Les Royaumes Juifs en Afrique avant la conquête islamique

 

 

 

 

 

 

 

 

 

 

 

L’arrivée en Afrique sahélienne et tropicale de populations hébraïques pourrait remonter à l’époque où Ptolémée Soter a chassé vers l’Ouest 100 000 Juifs de Syrie, Cyrénaïque et Égypte.

Il n’est pas exclu que certains de ces Hébreux – nomades – aient poursuivi vers le sud du continent noir.

Ont-ils participé, vers l’an 300, à la fondation de l’ancien royaume du Ghana, devenu légendaire comme première source d’or africain ?

La thèse d’une succession de plusieurs dizaines de rois judéo-syriens à sa tête rend la chose probable.

Ils ont même pu se mêler, dès le IVe siècle, à la grande aventure du commerce caravanier, qui joignait la route africaine « de l’or et des esclaves » à celles, orientale « des épices et des encens » et asiatique « de la soie » puisque, selon saint Jérôme [1] :
« LES COLONIES JUIVES FORMAIENT UNE CHAÎNE ININTERROMPUE DEPUIS LA MAURITANIE, À TRAVERS L’AFRIQUE ET L’ÉGYPTE, JUSQU’À L’INDE ».

À partir des VIIe-VIIIe siècles, voyageurs, historiens et géographes arabes, décrivent la situation des groupements juifs, tels qu’ils les ont trouvés à leur arrivée dans ces régions :
Al-Idrissi évoque, sur le « territoire des Lamlam… et deux villes, Mallal et Daw. [où] les gens… sont des Juifs » ; il mentionne aussi « Kamnuriyya dont la population… prétendait être juive ». Ibn Saïd cite « la ville de Limi dont les habitants sont juifs ». Al-Zuhri affirme que « les gens de Karafun… suivent la religion juive », « lisent la Torah ». Ibn abi Zar fait état de « tribus (qui) habitaient près d’une ville appelée Tatklasin, (et) suivaient la religion juive ».
Tous font référence à des toponymes aujourd’hui disparus ou impossibles à identifier et à des populations « juives » vivant sur des territoires relativement proches les uns des autres, mais qui diffèrent tant par leur mode de vie que par leur rapport au judaïsme.

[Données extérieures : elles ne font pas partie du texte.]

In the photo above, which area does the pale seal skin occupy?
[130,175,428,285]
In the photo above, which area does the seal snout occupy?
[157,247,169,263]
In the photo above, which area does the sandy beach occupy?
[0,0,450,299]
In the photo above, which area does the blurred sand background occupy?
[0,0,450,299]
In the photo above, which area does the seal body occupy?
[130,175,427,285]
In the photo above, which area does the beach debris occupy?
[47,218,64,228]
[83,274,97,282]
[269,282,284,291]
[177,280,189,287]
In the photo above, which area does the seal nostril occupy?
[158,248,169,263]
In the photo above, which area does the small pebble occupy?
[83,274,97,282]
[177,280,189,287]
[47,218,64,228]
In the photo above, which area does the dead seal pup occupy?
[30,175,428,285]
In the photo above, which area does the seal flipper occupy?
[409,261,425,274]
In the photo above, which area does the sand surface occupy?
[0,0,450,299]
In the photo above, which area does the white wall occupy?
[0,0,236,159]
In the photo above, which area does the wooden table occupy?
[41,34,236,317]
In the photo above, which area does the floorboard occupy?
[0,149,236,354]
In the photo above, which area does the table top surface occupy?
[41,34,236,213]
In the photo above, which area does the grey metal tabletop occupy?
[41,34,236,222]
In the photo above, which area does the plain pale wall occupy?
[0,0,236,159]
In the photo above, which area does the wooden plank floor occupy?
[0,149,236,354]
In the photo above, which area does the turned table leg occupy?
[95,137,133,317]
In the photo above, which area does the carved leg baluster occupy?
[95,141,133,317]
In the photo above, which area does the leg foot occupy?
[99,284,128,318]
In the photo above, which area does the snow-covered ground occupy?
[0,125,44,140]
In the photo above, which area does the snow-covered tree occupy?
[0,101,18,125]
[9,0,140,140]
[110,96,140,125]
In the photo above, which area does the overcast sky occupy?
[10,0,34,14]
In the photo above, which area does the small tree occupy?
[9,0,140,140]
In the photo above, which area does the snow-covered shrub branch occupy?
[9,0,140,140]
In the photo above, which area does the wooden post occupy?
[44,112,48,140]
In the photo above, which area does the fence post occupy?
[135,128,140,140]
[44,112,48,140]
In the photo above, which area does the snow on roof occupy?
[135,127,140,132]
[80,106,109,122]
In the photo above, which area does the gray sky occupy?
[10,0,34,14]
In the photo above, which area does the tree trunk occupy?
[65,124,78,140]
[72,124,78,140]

Al Zuhri présente les Amima de Karafun comme des Djinawa.., noirs et probablement berbères.
Pour Idrissi, si les « Lamlam » de Mallal et Daw, sont juifs, ce n’est peut-être pas aussi sûr pour les Kamnuri qui, « se prétendent juifs » ; pourtant, dit J. Cuoq, « Je crois qu’il faut prendre en considération l’affirmation d’al-Idrisi suivant laquelle [les Kamnuri] étaient Juifs… Cette information, – que l’on ne peut rejeter a priori – est précieuse, car elle nous donne la clef de la présence des communautés juives existant au sud du Sahara notamment dans certaines régions du Soudan occidental ».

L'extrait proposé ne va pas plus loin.